Hurricane Deployments Showcase Duty, Commitment and Pride

Thursday, September 01, 2011

September 1: It has been a long time since New Yorker’s have dealt with the aftermath of a natural disaster of the magnitude Tropical Storm Irene. And, while meteorologists may grade Hurricanes and based wind speed, what we experienced on Saturday and Sunday and tore across South Eastern New York left no doubt we were dealing with was an extraordinary storm. Equally extraordinary was the response to duty and community.

Forty-one sworn officers form 13 different University Police locals were deployed to serve alongside the National Guard’s 69th Infantry in New York City. Their mission to ensure safety of New Yorkers affected by the storm, and more specifically to accompany EMTs and assessment teams to areas of severe flooding in Manhattan and Brooklyn. Included in the detail were officers from: University at Albany, Binghamton and Buffalo; SUNY Colleges at Alfred, Brockport, Buffalo, Cortland, Oneonta, Oswego, and Potsdam; and SUNY Colleges of Environmental Science and Forestry; and Institute of Technology.
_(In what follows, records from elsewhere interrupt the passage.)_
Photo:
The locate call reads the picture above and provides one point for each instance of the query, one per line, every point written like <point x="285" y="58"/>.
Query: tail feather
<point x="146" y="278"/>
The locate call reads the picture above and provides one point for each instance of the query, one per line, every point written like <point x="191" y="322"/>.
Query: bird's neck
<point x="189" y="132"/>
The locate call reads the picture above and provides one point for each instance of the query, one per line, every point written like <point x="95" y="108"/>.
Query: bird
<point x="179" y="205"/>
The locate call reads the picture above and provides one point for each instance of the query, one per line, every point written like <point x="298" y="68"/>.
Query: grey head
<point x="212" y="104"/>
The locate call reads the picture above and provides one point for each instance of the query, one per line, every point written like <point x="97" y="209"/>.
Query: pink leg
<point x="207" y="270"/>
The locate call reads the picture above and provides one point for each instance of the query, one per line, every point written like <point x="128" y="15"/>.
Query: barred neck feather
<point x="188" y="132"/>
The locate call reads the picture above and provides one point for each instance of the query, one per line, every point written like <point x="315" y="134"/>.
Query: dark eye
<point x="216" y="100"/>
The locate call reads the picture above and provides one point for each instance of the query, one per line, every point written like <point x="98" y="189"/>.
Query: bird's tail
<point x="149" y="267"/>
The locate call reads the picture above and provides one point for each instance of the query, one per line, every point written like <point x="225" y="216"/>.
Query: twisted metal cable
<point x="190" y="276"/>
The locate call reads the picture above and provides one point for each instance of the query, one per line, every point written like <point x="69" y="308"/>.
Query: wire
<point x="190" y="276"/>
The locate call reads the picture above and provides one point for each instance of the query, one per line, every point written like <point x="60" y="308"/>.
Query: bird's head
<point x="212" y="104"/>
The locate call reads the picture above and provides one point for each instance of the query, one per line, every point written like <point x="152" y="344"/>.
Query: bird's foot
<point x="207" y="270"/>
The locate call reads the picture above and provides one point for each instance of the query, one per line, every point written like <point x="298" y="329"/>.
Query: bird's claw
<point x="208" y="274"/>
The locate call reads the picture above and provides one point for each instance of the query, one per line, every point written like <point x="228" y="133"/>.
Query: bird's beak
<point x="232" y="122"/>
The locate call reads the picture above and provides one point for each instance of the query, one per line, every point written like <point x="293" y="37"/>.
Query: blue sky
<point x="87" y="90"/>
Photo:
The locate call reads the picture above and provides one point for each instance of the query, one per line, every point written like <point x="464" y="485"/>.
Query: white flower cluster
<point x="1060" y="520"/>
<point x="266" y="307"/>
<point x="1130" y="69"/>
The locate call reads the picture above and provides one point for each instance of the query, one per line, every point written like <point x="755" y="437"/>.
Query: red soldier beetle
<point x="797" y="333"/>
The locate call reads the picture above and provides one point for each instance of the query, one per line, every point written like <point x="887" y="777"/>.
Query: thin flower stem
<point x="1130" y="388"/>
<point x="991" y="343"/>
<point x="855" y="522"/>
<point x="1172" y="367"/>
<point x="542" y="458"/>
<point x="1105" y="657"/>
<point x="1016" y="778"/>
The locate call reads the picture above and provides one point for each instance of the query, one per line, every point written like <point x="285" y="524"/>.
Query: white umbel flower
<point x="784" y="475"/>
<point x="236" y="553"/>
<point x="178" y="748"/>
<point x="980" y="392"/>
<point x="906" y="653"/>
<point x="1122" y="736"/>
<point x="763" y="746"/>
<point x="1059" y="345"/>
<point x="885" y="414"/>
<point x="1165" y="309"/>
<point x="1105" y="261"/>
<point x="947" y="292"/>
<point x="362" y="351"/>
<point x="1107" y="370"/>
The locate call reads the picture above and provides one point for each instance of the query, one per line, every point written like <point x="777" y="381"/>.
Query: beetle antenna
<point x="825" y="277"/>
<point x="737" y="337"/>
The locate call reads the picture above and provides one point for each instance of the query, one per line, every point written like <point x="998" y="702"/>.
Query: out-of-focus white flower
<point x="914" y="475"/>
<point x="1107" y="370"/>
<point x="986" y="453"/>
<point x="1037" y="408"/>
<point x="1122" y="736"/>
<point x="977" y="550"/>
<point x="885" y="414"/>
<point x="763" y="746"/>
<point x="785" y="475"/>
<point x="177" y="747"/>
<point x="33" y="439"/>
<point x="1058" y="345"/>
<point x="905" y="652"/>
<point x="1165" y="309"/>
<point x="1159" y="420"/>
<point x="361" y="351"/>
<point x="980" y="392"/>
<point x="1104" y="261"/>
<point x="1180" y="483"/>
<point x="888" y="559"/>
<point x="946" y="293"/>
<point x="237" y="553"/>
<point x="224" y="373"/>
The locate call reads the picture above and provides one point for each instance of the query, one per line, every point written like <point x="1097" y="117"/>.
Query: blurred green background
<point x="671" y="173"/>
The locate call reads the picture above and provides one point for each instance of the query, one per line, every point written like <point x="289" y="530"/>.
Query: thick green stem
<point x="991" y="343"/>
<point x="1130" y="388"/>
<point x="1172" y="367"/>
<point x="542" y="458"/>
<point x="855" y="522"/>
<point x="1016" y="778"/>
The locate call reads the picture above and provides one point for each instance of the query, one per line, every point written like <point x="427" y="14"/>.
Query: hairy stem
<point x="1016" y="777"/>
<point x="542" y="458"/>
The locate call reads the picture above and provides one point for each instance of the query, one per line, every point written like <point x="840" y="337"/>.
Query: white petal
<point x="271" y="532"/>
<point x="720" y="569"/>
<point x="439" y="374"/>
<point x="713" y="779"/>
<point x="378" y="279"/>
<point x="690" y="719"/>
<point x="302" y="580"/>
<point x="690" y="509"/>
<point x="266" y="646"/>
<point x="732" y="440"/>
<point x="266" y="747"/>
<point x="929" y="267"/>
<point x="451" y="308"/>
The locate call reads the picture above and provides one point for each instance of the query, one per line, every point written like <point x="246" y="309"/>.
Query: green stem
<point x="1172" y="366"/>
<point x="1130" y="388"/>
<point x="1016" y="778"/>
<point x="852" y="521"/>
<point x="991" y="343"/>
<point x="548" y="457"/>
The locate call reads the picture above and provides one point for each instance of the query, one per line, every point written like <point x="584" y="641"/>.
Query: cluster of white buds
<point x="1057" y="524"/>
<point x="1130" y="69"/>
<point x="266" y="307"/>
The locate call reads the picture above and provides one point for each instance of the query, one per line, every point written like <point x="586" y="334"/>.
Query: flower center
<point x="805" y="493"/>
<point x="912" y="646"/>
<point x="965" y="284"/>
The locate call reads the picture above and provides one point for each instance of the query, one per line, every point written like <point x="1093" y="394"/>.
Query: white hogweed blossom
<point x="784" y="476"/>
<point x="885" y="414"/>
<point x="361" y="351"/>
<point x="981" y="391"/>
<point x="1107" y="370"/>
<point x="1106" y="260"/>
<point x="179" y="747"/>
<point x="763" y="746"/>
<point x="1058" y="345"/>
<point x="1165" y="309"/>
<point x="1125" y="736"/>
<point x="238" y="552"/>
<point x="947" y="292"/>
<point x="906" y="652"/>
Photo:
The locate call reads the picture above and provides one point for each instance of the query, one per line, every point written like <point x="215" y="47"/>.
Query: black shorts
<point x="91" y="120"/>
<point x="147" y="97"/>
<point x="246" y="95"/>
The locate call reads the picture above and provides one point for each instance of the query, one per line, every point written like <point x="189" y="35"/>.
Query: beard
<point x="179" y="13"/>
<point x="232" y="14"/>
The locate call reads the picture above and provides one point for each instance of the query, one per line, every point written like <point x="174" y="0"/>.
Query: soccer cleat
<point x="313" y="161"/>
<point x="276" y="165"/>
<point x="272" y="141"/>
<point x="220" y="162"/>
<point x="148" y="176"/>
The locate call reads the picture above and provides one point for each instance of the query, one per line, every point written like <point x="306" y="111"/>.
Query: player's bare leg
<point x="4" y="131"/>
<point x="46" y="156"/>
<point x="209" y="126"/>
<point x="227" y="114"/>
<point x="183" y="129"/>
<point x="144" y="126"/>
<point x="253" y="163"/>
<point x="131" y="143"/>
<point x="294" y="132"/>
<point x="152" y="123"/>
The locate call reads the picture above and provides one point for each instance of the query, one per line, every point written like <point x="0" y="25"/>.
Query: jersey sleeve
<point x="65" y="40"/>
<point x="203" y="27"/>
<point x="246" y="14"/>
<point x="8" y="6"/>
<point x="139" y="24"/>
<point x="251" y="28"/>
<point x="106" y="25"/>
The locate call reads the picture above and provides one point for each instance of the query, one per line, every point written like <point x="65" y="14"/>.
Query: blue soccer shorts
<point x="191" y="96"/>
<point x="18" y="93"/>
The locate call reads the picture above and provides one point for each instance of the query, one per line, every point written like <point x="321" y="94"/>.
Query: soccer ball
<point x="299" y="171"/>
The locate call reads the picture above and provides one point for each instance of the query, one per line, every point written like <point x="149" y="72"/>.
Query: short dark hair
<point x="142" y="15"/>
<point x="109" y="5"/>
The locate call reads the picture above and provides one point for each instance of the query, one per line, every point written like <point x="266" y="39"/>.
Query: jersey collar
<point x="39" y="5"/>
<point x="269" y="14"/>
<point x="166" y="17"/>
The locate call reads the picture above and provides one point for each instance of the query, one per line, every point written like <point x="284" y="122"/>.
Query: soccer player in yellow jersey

Forest Rangers were assigned to assist with road closures, radio tower failures, state land assessments and equipment relays for other agencies. DEC boats and airboats were deployed for flooding assessment and rescue in localities throughout the affected areas. Of particular note were rescue on August 27 of 50 campers in four separate locations in the backcountry of the Five Ponds Wilderness (St. Lawrence County) area. In another incident, two Rangers hiked a 20 mile loop overnight to establish contact with the campers and escort the groups to safety. Rangers in kayaks rescued three people on the Sacandaga River (Fulton County), who were ejected from their canoe in swift water and became stranded and unable to make it to shore. Park Police personnel were involved across Long Island, in the Hudson Valley and in New York City as the massive storm made landfall and devastated communities across eastern New York State. Among the details addressed by Park police were rescue and recovery operations; coastal and highway patrol; and potential regional evacuations. Environmental Conservation Police Officers worked through the storm in a various regions and circumstances, including postings at Emergency Management Command centers and conducting water rescues of residents trapped in their homes or vehicles. The members of the PBANYS have risen to the occasion to serve our citizens with the utmost professionalism and concern. We are proud of all of you.